Donc, on défend le salarié. C’est à dire qu’on fait en sorte qu’il puisse justement rester salarié avec un maximum de garde-fous même s’il s’avère incapable d’assumer ses tâches (Être traîné aux prud’hommes par un employé si incompétent soit-il donne des sueurs froides à bien des employeurs dont le rêve secret, rappelons-le, est toute de même de se défaire de ses employés sans raison valable). Seulement, cette défense d’un salariat indéboulonnable présente de menus désavantages pour qui n’en participent pas et même pour ses bénéficiaires.

Dans une société « flexible » trouver un emploi est un peu comme jouer aux chaises musicales. On quitte son siège au risque de le voir pris par un autre et de n’en retrouver aucun. Mais ce n’est pas grave car au prochain tour on pourra s’asseoir sur un autre.
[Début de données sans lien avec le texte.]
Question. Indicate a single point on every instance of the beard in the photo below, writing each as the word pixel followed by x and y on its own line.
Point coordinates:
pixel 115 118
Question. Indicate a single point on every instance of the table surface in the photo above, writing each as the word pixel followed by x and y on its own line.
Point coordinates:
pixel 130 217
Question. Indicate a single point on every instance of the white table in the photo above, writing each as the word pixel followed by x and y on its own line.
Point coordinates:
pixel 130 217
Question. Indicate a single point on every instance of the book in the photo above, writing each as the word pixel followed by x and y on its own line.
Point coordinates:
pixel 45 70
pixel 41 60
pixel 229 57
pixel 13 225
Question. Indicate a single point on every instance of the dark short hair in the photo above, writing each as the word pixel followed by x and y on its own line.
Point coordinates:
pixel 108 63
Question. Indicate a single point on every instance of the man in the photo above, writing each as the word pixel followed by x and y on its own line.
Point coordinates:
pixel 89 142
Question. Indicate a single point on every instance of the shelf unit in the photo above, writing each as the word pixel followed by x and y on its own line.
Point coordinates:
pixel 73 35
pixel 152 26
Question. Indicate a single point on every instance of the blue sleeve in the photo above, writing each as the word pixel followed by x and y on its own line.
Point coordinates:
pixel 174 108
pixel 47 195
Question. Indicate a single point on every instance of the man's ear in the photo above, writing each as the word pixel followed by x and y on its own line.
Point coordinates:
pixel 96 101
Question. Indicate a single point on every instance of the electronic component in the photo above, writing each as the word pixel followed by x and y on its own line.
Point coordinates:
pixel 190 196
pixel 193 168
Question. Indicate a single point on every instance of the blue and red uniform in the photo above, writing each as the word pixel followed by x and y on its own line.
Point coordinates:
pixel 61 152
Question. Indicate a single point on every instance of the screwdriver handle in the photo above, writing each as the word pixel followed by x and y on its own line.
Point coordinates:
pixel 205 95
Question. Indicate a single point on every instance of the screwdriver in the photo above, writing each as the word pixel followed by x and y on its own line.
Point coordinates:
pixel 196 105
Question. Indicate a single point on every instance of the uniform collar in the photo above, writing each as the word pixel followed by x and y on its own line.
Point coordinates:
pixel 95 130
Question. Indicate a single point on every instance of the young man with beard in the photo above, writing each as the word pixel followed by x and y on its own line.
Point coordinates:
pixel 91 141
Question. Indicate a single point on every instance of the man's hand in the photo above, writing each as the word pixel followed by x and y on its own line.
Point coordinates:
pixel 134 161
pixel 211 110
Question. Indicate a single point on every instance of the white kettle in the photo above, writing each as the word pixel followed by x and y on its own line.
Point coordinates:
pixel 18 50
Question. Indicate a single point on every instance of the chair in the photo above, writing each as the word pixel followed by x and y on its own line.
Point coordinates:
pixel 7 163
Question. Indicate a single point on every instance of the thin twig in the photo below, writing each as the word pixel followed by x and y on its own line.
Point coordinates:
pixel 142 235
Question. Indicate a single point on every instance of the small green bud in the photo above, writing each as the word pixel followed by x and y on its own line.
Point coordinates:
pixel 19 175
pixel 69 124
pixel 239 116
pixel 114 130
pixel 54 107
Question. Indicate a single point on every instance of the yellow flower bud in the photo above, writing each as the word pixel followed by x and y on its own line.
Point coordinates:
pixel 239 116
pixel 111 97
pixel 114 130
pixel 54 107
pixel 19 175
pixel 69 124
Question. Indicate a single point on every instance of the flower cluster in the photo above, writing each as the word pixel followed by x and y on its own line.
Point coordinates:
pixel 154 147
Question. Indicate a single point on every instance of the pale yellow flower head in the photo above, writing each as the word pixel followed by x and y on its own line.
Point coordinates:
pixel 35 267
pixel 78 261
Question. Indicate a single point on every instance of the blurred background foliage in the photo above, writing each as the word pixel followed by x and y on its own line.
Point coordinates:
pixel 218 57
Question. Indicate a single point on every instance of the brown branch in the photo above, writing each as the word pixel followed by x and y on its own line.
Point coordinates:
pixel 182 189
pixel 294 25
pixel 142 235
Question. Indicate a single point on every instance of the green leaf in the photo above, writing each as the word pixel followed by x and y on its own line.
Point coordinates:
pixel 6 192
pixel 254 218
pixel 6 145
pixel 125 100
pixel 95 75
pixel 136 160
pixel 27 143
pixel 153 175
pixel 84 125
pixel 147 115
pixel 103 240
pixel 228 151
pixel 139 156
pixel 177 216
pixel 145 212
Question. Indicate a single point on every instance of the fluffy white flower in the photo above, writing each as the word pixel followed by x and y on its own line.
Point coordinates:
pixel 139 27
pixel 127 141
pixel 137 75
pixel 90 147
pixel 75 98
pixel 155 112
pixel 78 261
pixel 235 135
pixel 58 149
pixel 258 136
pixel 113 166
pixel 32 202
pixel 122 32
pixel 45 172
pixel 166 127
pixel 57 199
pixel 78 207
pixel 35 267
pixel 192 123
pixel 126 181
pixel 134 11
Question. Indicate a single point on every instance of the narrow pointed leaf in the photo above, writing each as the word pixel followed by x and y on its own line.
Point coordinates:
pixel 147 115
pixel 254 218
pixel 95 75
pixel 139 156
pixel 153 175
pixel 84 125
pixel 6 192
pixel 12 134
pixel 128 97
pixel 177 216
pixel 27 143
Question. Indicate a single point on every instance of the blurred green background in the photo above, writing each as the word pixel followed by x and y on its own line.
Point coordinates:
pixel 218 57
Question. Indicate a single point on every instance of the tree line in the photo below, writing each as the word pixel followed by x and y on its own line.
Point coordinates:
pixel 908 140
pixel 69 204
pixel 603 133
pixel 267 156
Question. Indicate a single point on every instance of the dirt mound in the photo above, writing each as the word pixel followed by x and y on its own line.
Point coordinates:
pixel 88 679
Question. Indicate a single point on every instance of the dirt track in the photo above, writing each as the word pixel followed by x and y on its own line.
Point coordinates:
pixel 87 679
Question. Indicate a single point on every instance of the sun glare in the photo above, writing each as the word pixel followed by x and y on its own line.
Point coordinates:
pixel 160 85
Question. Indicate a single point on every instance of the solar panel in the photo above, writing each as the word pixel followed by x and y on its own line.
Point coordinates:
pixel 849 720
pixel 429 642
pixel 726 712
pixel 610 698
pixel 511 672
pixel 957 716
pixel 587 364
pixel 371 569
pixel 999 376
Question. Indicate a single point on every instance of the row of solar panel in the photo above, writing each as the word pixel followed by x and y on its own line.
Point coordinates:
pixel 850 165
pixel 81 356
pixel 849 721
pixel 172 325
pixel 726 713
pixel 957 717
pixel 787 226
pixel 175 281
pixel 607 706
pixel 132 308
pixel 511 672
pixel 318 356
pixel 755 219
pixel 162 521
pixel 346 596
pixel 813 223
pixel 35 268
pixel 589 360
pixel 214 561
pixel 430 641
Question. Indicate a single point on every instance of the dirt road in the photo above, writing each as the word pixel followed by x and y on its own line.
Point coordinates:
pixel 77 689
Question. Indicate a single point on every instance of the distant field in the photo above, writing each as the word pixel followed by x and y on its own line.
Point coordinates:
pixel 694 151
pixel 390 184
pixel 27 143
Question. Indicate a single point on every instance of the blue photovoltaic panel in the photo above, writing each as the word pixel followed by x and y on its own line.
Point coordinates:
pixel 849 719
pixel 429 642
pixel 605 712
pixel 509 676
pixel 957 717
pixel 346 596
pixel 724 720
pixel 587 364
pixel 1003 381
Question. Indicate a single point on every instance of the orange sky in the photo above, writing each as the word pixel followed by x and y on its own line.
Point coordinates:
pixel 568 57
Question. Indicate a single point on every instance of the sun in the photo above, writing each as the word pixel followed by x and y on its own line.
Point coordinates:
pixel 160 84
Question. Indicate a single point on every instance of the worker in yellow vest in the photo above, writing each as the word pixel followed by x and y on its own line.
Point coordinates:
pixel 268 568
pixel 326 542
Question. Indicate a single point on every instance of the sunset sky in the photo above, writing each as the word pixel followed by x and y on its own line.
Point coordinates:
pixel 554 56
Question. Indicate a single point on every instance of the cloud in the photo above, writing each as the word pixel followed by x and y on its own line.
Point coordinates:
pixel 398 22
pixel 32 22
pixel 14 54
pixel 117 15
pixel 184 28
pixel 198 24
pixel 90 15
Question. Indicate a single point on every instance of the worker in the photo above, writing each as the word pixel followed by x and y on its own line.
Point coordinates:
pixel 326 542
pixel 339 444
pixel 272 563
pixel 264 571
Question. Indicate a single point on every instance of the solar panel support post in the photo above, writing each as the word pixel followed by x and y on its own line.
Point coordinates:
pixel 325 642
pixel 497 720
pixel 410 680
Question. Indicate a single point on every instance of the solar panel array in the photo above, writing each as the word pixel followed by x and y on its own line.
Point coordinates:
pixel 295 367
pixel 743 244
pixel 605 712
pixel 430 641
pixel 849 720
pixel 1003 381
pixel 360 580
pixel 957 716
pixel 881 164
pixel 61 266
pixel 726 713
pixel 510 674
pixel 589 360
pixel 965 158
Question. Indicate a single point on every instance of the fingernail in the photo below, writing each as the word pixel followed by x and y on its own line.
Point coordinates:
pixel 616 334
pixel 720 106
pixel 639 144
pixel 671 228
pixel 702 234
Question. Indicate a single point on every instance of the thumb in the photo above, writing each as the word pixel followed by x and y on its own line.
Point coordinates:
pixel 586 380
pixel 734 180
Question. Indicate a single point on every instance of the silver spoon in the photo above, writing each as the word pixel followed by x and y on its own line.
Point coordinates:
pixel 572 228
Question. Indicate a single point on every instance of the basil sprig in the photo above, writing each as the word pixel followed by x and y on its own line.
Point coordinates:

Dans une société sclérosée, comme en Doulce France, un maximum de « joueurs » a le cul vissé à sa chaise et ceux qui tournent ont bien du mal, de ce fait, à trouver siège au leur. Ainsi la stabilité de l’emploi a-t-elle pour conséquence la stabilité du chômage. Ce que sachant, celui ou celle qui auront eu l’heur d’obtenir un CDI s’y cramponneront comme un naufragé à son épave quel que soit le mal-être qu’il retire d’une fonction qui a fini par lui sortir par les yeux. Dès lors comment s’étonner que le fameux « Modèle Français » que le monde entier nous envie sans pour autant aller jusqu’à le copier, ait pour résultat de faire de notre beau pays le recordman mondial du pessimisme ?

Notre bon gouvernement dont la compétence n’a d’égale que le courage a récemment sorti une réformette visant à instiller une dose de flexibilité dans le marché du travail. Aussitôt, les syndicats des élèves de maternelle, du primaire, du collège, du lycée, des étudiants et des salariés se sont fâchés tout rouge et le cabinet a battu en retraite sans pour autant les satisfaire. Car contrairement à l’opinion du héros de Tomasi de Lampedusa, aux yeux de nos progressistes, « Il faut que rien ne change pour que tout change ».

Mais, me direz-vous, dans cette société flexible, voire précaire, que vous semblez prôner, comment fera-t-on pour s’offrir le logement, la voiture, le bonheur familial et les frais de divorce de ses rêves ? Mais rien de plus simple, cher contradicteur : il faudra que le système bancaire s’adapte et accepte de financer ceux à qui leur adaptabilité et leur courage permettra de trouver des emplois sinon pérennes du moins quasi-constants. Cela demanderait, bien sûr, un profond changement des mentalités qui ne semble pas à l’ordre du jour tant l’adage selon lequel « On ne change pas un système qui perd » connaît d’adeptes en notre patrie…

* A ce propos il m’arrive de me demander pourquoi la rupture d’un contrat matrimonial n’implique pas de la part de la partie demanderesse le versement d’une forte indemnité en plus de l’éventuelle pension alimentaire. Ce ne serait que justice, non ? Comme le CDI refrène l’embauche, ça risquerait de rendre certains rétifs à l’engagement matrimonial mais si on veut de la sécurité…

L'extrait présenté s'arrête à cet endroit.